Coffin of Ameny
ca. 1981–1802 B.C.
From Egypt, Middle Egypt, Meir (MIr), Khashaba excavations
L. 2.9 m (114 3/16 in); w. 52 cm (20 1/2 in); h. 62.5 cm (24 5/8 in)
Rogers Fund, 1911
The owner of this coffin Ameny is simply designated as the "son of a member of the elite" in the inscription on the lid. On the evidence of his mummy - now in the Peabody Museum, Cambridge - he was already an old man when he died. The inscription on the lid also begs the god Anubis, "Lord of Sepa," to allow the deceased to "cross the sky, be interred, and ascend to the Great God, Lord of Heaven." The painted decoration on the coffin box with its series of doorways surrounded by intricately enhanced niches and other architectural elements evokes associations with the Egyptian idea of the "false door," a symbolic passage through which the deceased could exit spiritually from his resting place in the tomb - or here the coffin - to receive offerings.
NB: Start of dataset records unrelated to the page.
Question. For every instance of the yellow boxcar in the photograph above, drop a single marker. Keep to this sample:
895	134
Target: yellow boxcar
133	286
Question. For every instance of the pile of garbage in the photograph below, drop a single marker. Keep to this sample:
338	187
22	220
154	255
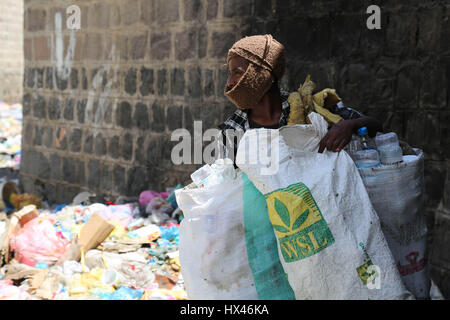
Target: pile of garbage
10	135
92	250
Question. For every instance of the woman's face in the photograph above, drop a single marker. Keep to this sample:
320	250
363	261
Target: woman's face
236	69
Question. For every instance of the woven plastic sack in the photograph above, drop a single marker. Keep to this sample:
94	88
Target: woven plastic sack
397	194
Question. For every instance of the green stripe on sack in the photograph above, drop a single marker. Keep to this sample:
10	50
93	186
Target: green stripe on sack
270	279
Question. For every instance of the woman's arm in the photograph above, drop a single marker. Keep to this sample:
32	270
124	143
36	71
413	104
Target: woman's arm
339	135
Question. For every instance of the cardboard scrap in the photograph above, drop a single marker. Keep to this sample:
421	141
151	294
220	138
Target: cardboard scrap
119	247
26	214
94	232
18	271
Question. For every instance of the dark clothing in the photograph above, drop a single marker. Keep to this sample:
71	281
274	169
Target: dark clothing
241	121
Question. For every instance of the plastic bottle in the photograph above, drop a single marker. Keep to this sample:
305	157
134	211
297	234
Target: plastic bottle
368	158
365	141
389	148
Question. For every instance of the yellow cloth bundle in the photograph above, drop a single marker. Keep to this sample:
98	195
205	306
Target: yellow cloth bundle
303	102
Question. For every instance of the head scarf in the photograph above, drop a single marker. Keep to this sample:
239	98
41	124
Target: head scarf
267	64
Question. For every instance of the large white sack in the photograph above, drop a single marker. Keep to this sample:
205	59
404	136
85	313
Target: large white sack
397	195
328	255
213	252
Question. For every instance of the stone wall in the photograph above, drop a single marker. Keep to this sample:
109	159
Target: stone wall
100	102
11	50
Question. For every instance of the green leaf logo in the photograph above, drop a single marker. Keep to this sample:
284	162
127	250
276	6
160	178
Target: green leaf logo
283	212
280	229
300	219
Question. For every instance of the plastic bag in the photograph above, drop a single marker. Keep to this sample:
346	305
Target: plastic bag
397	195
10	292
38	241
213	250
329	238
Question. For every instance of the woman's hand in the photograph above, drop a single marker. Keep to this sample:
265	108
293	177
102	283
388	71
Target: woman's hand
338	136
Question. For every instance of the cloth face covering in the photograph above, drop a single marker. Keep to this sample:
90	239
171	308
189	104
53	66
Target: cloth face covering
266	57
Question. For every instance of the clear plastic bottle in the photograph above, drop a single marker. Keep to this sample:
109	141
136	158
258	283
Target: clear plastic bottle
368	158
389	148
365	141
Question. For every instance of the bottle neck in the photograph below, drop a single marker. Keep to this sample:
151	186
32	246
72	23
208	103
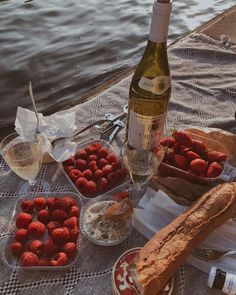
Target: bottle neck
160	22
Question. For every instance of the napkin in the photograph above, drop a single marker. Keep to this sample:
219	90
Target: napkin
156	210
51	127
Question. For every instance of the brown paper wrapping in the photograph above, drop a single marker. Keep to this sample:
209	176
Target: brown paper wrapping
184	192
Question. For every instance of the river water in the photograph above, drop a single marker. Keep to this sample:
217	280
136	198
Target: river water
67	48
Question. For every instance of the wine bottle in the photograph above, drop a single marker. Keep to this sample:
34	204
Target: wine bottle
151	85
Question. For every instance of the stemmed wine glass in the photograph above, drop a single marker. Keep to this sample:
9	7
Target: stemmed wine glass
23	156
141	163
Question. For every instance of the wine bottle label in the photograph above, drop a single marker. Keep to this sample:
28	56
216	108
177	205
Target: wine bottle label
145	131
160	22
158	85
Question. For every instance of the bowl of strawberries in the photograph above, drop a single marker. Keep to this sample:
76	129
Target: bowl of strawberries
94	169
192	157
45	232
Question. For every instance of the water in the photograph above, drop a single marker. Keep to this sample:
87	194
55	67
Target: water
68	48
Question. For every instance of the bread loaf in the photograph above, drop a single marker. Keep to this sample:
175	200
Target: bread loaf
161	257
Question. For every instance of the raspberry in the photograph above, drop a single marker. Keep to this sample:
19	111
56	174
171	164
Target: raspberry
59	215
81	154
88	174
71	222
70	249
59	259
36	229
107	169
60	235
17	249
53	225
93	165
50	248
81	184
74	211
29	259
43	262
39	203
81	164
102	162
23	220
111	158
69	162
53	203
102	152
92	158
91	188
74	174
102	184
74	234
36	247
21	235
43	216
27	206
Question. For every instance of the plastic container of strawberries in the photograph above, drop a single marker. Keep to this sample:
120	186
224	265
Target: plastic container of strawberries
13	262
111	187
168	170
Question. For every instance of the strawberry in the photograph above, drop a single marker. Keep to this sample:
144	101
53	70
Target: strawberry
68	168
43	262
93	166
17	249
21	235
102	152
23	220
29	259
190	155
81	154
71	222
53	225
74	174
81	184
36	229
43	216
53	203
214	156
50	248
60	235
59	259
81	164
198	166
36	247
181	162
102	184
91	188
27	206
183	138
74	234
107	169
74	211
59	215
92	158
214	170
199	146
40	203
88	174
69	162
70	249
168	142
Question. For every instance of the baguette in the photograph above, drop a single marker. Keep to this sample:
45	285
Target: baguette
161	257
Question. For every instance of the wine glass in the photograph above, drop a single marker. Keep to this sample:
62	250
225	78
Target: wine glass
23	156
141	163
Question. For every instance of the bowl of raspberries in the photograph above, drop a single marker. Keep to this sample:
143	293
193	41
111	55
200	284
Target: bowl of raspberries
95	168
45	232
195	158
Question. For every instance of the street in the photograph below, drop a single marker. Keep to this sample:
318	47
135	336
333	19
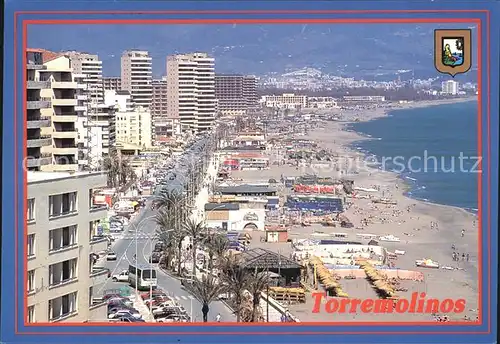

The eyes above one of the doorways corresponded with the eyes of the mummy that originally lay on its side within the coffin. The eyes are composed of elements of human eyes and the feathering around the eyes of falcons (wedjat eye). The wedjat element here thus combined protective forces with the idea of an opening through which the deceased could communicate with the outside world and see the sun rising in the east.